Monday, September 18, 2017

Turinese Snark


Alberto Savinio had this to say about animals such as the Beaver who are always trying to draw attention to themselves: 

"Totemism is a sign of the dignity that animals once enjoyed, a testimony that the earth was once a paradise … our memory of the time when animals lived with us as companions and equals contains the most encouraging idea of the future of the world, an idea that lets us glimpse, beyond the contraction of peoples into themselves, their expansion into a common brotherhood, and finally their new merging with the animals in a paradise regained."
 

In this panel we see the final and ultimate member of the crew, the Butcher, apparently menacing the Beaver in an umbrous manner while she is at play. Is the Butcher truly malevolent towards the Beaver as the text insinuates or is he pursuing that childish dream of Eden which she rolls before her? Universal brotherhood of sentient beings or ignominous immolation at the hands of a petrified maniac?
 

Clues abound: the (conveniently) protean decor of the HMS Snark, indeed, the entire mise en scène is redolent of the fashionably unsettled piazzi of Turin, a place notorious for the alpine fogs which beset and befuddle its inhabitants. A similar metaphysical ennui settles heavily over both the Beaver and the hinted-at Butcher, perhaps they are in that liminal state which Savinio alludes to, struggling to emerge from a state of totemic memories into a future Paradise Regained?
 Is Lewis Carroll hinting at an eschatalogical program of redemption here? Is the Hunting of the Snark really a music-hall species of the Divine Comedy, the Snark is Beatrice, the Baker is Dante and the crew of the HMS Snark, a multicephalic crypto-gnostic Virgil?
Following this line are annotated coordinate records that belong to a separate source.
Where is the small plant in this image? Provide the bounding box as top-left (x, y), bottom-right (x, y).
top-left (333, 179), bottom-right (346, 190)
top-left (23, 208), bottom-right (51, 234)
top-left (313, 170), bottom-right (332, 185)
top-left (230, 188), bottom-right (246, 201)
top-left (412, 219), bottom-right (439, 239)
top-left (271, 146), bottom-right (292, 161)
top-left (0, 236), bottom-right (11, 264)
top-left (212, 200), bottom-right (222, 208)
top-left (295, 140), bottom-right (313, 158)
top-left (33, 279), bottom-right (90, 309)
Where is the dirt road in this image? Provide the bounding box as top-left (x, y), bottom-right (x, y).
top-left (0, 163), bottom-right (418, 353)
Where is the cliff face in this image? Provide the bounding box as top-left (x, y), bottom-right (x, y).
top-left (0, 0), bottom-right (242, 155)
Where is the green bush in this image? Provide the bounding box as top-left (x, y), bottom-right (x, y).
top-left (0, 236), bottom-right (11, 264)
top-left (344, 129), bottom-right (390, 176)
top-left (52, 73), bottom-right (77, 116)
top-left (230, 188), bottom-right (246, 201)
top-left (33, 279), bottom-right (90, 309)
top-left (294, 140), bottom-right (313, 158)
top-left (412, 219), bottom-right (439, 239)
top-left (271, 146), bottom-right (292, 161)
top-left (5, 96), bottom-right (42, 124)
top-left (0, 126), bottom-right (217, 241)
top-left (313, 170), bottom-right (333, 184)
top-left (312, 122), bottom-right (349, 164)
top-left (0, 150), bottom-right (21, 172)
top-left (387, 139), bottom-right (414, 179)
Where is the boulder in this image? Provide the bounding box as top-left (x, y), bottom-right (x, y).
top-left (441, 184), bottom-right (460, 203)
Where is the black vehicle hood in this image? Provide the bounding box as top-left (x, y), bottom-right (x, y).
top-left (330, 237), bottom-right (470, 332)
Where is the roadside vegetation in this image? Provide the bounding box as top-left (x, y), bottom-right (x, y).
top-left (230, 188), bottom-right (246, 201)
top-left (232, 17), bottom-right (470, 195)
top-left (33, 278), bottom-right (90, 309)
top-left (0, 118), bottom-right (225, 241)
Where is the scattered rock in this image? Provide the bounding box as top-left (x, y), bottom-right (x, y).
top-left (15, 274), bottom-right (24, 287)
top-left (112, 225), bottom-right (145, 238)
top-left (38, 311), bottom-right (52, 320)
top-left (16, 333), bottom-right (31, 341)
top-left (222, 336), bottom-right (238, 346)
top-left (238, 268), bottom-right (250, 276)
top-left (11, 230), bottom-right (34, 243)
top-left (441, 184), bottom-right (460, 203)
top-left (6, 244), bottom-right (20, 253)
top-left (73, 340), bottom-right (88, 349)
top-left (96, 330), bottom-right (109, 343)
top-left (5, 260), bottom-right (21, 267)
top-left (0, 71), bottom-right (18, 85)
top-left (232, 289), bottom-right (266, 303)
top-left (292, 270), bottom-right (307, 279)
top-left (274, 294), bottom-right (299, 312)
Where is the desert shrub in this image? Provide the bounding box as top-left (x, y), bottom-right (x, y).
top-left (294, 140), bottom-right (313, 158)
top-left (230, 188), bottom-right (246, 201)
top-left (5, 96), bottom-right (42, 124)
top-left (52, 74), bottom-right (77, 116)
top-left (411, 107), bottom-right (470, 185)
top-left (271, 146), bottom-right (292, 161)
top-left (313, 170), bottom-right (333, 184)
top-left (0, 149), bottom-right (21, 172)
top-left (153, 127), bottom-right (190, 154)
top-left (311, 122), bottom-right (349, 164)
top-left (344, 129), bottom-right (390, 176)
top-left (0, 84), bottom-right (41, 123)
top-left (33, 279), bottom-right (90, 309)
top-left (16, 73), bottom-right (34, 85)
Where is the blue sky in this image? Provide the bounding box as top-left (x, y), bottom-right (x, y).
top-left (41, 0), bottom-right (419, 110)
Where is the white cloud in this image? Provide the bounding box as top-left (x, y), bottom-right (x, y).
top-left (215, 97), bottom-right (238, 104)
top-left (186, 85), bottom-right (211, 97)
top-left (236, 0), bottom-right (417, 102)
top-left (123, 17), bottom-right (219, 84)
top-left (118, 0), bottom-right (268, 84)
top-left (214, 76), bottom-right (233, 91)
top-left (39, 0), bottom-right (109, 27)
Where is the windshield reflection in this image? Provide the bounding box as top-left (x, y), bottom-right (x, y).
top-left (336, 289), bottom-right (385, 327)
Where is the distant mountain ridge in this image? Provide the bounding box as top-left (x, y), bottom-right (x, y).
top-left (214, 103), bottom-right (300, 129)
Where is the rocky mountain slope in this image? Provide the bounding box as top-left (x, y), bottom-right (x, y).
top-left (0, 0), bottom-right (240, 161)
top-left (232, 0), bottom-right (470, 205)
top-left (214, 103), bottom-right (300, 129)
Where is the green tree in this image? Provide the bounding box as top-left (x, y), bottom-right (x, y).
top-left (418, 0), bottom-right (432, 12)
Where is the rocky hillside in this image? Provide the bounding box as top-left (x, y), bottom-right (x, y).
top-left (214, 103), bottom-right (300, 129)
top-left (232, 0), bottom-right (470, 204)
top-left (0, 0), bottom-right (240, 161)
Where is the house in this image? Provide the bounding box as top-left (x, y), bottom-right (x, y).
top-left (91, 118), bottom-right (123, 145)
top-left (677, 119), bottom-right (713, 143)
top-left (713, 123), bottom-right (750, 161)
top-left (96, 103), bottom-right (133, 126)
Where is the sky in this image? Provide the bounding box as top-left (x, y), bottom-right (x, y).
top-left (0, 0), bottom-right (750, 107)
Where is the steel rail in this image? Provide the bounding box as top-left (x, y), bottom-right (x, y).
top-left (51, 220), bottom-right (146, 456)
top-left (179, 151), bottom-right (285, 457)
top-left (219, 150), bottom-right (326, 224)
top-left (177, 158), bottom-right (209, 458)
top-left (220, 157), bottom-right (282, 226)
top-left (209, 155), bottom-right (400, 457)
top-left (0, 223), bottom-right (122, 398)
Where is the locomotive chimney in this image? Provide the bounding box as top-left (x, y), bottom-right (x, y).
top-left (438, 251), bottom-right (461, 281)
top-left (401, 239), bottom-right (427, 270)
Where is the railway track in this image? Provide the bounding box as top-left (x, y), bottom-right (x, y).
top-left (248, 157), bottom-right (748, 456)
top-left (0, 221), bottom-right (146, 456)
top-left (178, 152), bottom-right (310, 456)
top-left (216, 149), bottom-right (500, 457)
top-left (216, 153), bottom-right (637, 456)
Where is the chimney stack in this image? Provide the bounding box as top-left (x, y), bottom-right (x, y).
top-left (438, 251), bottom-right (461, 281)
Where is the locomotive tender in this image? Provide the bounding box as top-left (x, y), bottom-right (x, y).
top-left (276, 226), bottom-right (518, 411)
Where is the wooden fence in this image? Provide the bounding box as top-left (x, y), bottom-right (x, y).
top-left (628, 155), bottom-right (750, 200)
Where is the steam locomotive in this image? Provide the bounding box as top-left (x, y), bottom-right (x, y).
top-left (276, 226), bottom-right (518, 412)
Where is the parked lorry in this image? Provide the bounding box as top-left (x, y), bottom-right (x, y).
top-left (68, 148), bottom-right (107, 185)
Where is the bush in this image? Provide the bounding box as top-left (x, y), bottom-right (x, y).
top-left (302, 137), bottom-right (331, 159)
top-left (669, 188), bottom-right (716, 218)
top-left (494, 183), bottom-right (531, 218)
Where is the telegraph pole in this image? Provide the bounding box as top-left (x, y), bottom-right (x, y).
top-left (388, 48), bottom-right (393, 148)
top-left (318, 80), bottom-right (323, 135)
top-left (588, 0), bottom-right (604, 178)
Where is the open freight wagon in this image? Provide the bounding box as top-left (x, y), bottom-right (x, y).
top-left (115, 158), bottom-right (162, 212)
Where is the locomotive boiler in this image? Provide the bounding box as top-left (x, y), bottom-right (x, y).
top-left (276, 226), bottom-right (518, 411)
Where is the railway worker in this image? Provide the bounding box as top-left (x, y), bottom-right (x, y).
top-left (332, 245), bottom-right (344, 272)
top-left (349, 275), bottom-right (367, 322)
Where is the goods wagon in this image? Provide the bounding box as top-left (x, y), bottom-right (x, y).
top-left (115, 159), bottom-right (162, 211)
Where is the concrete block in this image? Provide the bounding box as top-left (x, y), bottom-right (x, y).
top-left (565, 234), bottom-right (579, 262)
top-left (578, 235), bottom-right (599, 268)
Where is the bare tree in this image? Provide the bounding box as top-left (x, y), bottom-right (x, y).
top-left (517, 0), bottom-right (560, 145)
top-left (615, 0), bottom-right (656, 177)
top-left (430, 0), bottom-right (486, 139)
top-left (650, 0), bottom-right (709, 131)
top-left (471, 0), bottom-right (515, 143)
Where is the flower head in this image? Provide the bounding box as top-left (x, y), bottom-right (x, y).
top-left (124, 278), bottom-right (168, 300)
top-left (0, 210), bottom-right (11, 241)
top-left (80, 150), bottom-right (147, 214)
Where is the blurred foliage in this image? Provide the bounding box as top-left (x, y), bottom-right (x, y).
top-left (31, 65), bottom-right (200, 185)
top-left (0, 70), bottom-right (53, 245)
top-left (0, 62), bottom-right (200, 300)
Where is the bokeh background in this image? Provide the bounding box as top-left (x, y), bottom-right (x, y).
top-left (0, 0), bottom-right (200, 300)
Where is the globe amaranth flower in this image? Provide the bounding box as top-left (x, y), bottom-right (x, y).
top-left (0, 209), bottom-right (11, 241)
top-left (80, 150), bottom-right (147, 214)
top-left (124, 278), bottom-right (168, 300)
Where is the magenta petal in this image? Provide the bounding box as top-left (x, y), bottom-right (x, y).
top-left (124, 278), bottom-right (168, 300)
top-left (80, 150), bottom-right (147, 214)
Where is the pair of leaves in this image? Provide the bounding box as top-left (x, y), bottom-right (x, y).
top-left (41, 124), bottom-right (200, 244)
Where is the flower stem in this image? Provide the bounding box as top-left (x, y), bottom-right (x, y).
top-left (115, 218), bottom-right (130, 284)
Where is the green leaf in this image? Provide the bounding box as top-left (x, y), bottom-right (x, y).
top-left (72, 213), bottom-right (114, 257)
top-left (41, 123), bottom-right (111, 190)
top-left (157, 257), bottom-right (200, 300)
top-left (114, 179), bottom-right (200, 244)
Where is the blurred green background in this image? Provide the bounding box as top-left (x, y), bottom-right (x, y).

Mystery and Melancholy of a Street,
Giorgio de Chirico
Or is it all just a load of rubbish, the useless odds and ends found inside an Oxford don's pilfered portmanteau, disparate rubbish strewn about the paving stones of a Turinese piazza by a disappointed thief who had been posing as a railway porter on the Bragia trunk line, the better to prey upon Englishmen doing the Grand Tour? Savinio had this to say about the dodgy sort of things that can spring out of a fellow's portmanteau on a chilly Piedmontese morning:

"
Romanticism: the terror of nature, its forests, its tempests, its dawns, its splendors … surrealism: the internal terror of a man, his forests, his tempests, his dawns, his splendor."